Recently we ran a two day perfectionism training session for staff at a hospice in Essex. The session was an opportunity for attendees to explore where perfectionism shows up for them either within the work place or at home. The sessions were great, with attendees exploring ideas and angles on perfectionism they hadn’t ever thought about before.
So what is perfectionism all about?
You would be forgiven for thinking perfectionism is only relevant to people who can’t let go at the end of the working day, or who get up and clean the house in the middle of the night or else they can’t sleep. Of course, perfectionism is very much the driver in such situations, but it’s also a subtle creature too. It’s a subtle creature I believe lurks somewhere in all of us.
For some it’s about creating the perfect career, for others it’s about being the perfect parent, other people want the perfect bank balance, and others want the perfect running time… Sometimes we confuse perfectionism with trying to be the best we can be, but as Brené Brown expertly articulates:
‘Perfectionism is not the same thing as striving to be your best. Perfectionism is not about healthy achievement and growth. Perfectionism is the belief that if we live perfect, look perfect, and act perfect, we can minimise or avoid the pain of blame, judgement, and shame. It’s a shield. Perfectionism is a twenty-ton shield that we lug around thinking it will protect us when, in fact, it’s the thing that’s really preventing us from taking flight.’

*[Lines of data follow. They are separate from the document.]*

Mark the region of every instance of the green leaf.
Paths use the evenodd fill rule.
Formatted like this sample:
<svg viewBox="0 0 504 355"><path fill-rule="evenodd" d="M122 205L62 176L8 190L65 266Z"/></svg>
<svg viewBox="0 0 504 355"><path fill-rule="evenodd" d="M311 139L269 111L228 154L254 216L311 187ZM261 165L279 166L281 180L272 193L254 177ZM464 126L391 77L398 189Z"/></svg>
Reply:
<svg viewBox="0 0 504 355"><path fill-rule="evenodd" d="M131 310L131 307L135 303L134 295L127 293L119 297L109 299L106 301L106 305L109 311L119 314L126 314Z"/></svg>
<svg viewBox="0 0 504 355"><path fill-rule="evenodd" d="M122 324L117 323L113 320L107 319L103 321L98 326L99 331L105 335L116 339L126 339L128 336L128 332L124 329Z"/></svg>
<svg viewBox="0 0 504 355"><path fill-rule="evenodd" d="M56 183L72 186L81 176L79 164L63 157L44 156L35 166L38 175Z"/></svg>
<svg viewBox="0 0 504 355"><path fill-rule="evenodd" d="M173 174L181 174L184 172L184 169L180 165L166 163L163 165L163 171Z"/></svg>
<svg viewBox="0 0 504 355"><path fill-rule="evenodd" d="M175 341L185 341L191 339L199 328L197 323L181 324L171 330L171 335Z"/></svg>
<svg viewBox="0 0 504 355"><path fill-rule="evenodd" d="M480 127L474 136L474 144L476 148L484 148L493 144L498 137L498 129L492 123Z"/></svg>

For me perfectionism shows up physically. Even though I don’t believe I’ve ever had a ‘perfect’ physical body, I sit with the idea every day that I should be striving towards toning, shaping, changing my body in some way. Perfectionism is the ongoing internal conversations I have about what’s perfect and where I am in terms of achieving that.
And it takes up a lot of my time, in fact I believe it takes up a lot of our collective time. As a society, as a species, we spend a lot of time thinking about where we are lacking and what we can perfect about ourselves. We are engaging in a constant struggle towards an often unattainable goal. And what’s more the goal posts always change. When we finally meet the ‘perfect’ body weight, or the ‘perfect’ point in our career, something shifts, and we’re back in the struggle again.
I think we need to think differently about this perfectionism monster.
The conclusion of our work last week was that the only answer to perfectionism is to let it go. In her book, The Gifts of Imperfection, Brené Brown talks about a number of guideposts that can be implemented to move us away from perfectionism.
Last week we discussed these:
- Getting familiar with failure.
- Developing a supportive network who love you no matter whether you’re ‘perfect’ or not.
- Thinking about your values and who you truly are rather than what who you’re expected to be.
- Identifying those who are critics and implementing boundaries to protect yourself from them.
- Letting go of anxiety and changing the story you have about yourself to something more empowering.
What would the world be like if we all shifted in this way? What could we collectively create, what could we heal in the world?
Working on perfectionism is deep, it’s often hard, but we need it.